Il fiume Trigno nasce nei pressi di Vastogirardi, e la prima porzione  lunga 35 km si trova in territorio molisano, costeggiando il tratturo Castel di sangro - Lucera, mentre per gli altri 45 km scorre sul confine tra Molise ed Abruzzo. Famoso per la sua folta vegetazione, costituita perlopiù da salici, pioppi, maggiociondoli, cerri ed abeti, è l’habitat ideale per aironi, germani reali, cenerini e nitticore e, per quanto riguarda la fauna acquatica, trote e gamberi.

Il Sangro, con un corso di 122 km di corso, è un fiume dell'Abruzzo meridionale, che nasce nel Parco Nazionale d'Abruzzo dalle pendici del Monte Morrone del Diavolo (1.602 m) nel comune di Pescasseroli, in provincia de L'Aquila. Questo fiume scorre per un brevissimo tratto in Molise per poi rientrare definitivamente in Abruzzo nei pressi di Quadri.

Il torrente Verrino, che nasce al di sotto dell’abitato di Capracotta, in località Ara Petrecca, è alimentato da numerose sorgenti tra cui La Spogna ed affluiscono ad esso molti valloni come il Malcarpo, il Vallone dell’Arco, il Vallone Zilluso, il Vallone del Cerro, il Torrente Gamberale, il Vallone di Poggio.
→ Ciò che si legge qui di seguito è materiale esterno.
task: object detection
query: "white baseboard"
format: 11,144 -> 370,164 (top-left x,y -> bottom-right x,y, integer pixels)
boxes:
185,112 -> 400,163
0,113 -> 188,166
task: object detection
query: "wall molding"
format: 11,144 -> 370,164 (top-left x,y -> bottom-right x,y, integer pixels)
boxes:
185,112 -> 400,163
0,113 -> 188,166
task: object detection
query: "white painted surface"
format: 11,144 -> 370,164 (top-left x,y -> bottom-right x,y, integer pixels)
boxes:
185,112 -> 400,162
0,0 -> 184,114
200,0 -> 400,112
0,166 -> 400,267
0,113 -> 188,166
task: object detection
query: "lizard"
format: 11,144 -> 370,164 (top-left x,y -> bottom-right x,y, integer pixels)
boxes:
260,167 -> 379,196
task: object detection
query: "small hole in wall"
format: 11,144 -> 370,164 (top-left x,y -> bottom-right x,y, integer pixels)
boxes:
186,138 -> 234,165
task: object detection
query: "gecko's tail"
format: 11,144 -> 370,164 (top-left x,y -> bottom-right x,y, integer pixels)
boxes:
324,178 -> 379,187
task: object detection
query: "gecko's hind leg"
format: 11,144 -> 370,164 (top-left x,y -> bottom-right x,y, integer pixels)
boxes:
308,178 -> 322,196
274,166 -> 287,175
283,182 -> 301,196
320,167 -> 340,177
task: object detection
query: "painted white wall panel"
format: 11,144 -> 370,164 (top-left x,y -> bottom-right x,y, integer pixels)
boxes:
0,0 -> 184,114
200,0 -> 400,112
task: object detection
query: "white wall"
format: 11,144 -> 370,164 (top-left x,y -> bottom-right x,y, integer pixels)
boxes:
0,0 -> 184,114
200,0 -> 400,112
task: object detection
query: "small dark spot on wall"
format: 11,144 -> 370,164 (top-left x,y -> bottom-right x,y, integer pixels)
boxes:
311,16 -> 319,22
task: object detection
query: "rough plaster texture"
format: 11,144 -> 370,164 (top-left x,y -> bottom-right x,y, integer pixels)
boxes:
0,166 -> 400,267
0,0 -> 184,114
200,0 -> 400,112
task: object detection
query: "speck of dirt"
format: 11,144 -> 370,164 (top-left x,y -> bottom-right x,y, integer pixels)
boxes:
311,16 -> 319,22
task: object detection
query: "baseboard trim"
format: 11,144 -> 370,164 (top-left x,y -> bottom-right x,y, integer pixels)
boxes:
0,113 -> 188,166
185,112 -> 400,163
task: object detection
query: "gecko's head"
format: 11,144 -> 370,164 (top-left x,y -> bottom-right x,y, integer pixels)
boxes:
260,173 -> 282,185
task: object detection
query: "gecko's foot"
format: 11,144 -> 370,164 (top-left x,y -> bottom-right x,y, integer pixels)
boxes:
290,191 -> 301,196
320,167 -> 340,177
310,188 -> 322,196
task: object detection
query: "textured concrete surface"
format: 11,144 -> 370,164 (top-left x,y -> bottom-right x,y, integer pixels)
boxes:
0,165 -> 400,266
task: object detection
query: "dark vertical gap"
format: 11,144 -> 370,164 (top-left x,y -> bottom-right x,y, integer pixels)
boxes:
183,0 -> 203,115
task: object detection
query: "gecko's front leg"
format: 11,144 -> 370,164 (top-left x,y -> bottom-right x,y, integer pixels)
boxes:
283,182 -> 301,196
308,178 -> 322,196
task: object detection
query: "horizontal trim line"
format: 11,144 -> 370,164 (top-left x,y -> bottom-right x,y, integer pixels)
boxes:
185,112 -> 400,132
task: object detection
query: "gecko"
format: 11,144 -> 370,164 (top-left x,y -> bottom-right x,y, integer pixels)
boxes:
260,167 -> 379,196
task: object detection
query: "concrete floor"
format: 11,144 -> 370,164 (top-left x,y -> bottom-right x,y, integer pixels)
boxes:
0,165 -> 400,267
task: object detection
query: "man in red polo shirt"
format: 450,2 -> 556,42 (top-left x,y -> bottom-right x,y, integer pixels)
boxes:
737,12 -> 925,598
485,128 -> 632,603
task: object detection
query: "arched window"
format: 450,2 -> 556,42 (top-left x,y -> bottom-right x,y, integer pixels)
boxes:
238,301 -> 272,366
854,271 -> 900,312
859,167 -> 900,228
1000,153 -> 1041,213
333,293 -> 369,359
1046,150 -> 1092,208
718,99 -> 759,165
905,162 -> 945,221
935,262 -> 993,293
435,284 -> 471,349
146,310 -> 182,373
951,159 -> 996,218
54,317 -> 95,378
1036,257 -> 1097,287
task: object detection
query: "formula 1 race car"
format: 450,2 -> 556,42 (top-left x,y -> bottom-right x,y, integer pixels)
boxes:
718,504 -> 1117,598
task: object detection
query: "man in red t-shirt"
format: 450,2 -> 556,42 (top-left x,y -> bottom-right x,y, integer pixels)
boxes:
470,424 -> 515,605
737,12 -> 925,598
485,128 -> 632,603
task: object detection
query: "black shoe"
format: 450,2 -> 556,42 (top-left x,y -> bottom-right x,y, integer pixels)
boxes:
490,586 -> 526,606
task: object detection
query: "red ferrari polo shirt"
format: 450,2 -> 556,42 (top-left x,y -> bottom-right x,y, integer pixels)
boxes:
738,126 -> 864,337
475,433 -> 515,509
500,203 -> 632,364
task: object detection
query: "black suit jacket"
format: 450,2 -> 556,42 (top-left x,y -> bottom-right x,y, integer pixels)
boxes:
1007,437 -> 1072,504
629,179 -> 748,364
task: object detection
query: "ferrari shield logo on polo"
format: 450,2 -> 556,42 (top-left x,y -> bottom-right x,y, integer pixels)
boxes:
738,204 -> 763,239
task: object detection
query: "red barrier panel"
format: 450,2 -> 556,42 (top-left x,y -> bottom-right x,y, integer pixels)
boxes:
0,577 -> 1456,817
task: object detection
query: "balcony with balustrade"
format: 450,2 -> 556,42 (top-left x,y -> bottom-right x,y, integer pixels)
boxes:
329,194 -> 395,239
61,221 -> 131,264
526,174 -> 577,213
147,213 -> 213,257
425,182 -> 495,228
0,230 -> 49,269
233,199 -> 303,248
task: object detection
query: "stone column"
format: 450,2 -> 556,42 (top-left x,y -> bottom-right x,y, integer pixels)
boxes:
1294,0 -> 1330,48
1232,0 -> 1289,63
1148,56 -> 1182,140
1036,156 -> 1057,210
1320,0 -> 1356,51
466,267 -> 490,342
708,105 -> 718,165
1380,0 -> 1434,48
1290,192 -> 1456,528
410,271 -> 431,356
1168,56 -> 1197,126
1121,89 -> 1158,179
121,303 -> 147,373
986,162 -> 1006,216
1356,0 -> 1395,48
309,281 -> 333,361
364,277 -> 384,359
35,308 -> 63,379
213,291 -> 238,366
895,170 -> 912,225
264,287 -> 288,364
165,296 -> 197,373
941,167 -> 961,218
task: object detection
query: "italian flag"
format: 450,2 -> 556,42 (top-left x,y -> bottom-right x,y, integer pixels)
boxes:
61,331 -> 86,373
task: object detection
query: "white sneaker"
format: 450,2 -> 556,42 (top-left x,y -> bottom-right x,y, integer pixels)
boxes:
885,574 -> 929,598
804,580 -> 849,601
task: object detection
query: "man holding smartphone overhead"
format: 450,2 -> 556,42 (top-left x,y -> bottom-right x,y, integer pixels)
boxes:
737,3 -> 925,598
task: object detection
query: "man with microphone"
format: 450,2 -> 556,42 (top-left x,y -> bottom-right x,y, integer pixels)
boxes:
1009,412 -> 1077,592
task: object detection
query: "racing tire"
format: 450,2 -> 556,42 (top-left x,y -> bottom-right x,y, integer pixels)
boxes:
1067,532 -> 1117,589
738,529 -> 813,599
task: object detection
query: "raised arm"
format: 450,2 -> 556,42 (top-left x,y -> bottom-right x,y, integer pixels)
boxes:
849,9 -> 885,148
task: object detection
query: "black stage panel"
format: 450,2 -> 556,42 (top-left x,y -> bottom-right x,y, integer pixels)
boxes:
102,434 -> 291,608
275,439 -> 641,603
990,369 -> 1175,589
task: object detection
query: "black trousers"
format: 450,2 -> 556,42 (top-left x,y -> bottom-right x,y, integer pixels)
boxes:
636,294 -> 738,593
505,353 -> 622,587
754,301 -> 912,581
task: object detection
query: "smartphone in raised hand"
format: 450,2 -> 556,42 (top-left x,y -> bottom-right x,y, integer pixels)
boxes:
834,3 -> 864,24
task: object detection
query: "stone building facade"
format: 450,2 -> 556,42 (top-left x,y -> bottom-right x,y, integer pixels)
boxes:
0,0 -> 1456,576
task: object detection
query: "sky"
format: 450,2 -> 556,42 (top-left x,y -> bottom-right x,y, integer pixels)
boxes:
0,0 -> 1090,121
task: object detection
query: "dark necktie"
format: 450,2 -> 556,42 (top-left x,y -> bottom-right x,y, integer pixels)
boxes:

Il primo tratto è tra i più suggestivi e interessanti dal punto di vista vegetazionale, faunistico e paesaggistico. Le cascate e le cascatelle, alcune inaccessibili, si susseguono in pochi km con salti d’acqua e con un dislivello complessivo di circa 300 mt. Altri aspetti de paesaggio sono le pareti rocciose su cui crescono, in maniera spontanea, specie vegetazionali, numerose e molto variegate, alcune tipiche della macchia mediterranea nonostante l’altitudine. Superato il lungo ponte di Agnone, il fiume perde il suo carattere torrentizio per confluire in località Sprondazino nel fiume Trigno; in questa ultima parte del percorso il fiume è stato canalizzato e l’intervento dell’uomo ne ha alterato il percorso.

Attrazione turistica per migliaia di turisti è il Lago di Castel San Vincenzo, un  gioiello naturalistico, sebbene sia un bacino artificiale realizzato alla fine degli anni Cinquanta. Con una superficie di oltre 6100 mq e a sua capacità di oltre 10 milioni di metri cubi di acqua rappresenta per molti il luogo ideale per trascorrere le vacanze in totale relax. Il lago, alimentato da torrenti provenienti dalla montagna spaccata dei comuni di Alfedena e Barrea e popolato da salmonidi e altri pesci d'acqua, è spesso meta di turisti appassionati di pesca. Fornito da una splendida area attrezzata per il campeggio di viaggiatori in camper e caratterizzato dalla presenza di un maneggio, dove trovare splendidi esemplari di cavallo per passeggiate nelle zone limitrofe al lago. Seppur  artificiale, il lago è perfettamente armonizzato con lo scenario naturalistico e paesaggistico circostante, essendo circondato dalle montagne, appartenenti alla catena delle Mainarde, che si specchiano nelle sue acque disegnando suggestivi giochi di luce.